Today, even some high-performance-computing systems are looking for ways to control energy use.
High-performance computing centers are the Indy cars of the technology industry: built for speed and little else. Let the other guys build the Corollas and Civics for economy.
Today, however, even some HPC systems are looking for ways to control energy use.
"Our appetite for additional compute cycles is pretty much insatiable. But we do look at power and cooling," says Tommy Minyard, assistant director of advanced computing systems at the Texas Advanced Computing Center (TACC) at the University of Texas at Austin.
TACC is building a Sun supercomputer expected to deliver a 504-teraflop system that uses 15,744 Advanced Micro Devices quad-core processors. Power and cooling issues remain secondary to performance, but are becoming more important as faster processors and smaller-form-factor blade servers increase heating density, Minyard says. "The standard, old, conventional under-floor cooling with central air-conditioning units just aren't adequate for the heating densities we're seeing down the road here," he says.

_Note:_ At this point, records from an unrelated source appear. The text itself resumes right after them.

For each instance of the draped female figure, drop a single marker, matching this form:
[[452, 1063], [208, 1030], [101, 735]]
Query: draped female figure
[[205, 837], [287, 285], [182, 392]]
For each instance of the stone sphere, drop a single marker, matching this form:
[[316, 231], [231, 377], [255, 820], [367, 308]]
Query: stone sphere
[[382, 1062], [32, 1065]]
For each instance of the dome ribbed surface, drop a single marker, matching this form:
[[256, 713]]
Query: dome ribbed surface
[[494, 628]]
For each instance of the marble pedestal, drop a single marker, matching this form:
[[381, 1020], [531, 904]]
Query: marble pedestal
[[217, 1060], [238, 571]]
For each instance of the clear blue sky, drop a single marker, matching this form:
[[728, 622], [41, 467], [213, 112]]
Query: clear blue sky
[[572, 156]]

The Sun servers TACC is deploying will consume about 30 kilowatts of power per rack, vs. the 12 kW consumption of a typical server rack. "That's extremely high. You've got all that heat in a small space, and you have to cool it," Minyard says.

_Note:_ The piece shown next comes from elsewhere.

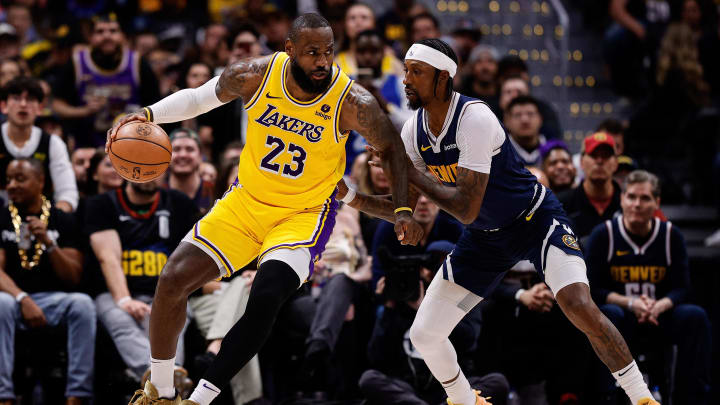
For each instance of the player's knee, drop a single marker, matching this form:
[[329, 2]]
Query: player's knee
[[422, 336], [7, 305], [613, 312], [577, 304]]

TACC also is deploying in-row cooling units to control server temperatures better, but Minyard is intrigued by other possibilities, including spraying a fine mist of droplets right in front of the chip. "If you can move the cooling directly to the chip, that is much more efficient than trying to cool the air," he says.
No doubt the lessons TACC and other HPC centers learn will one day come in handy for conventional data centers as they continue to grow in size and complexity, Minyard says.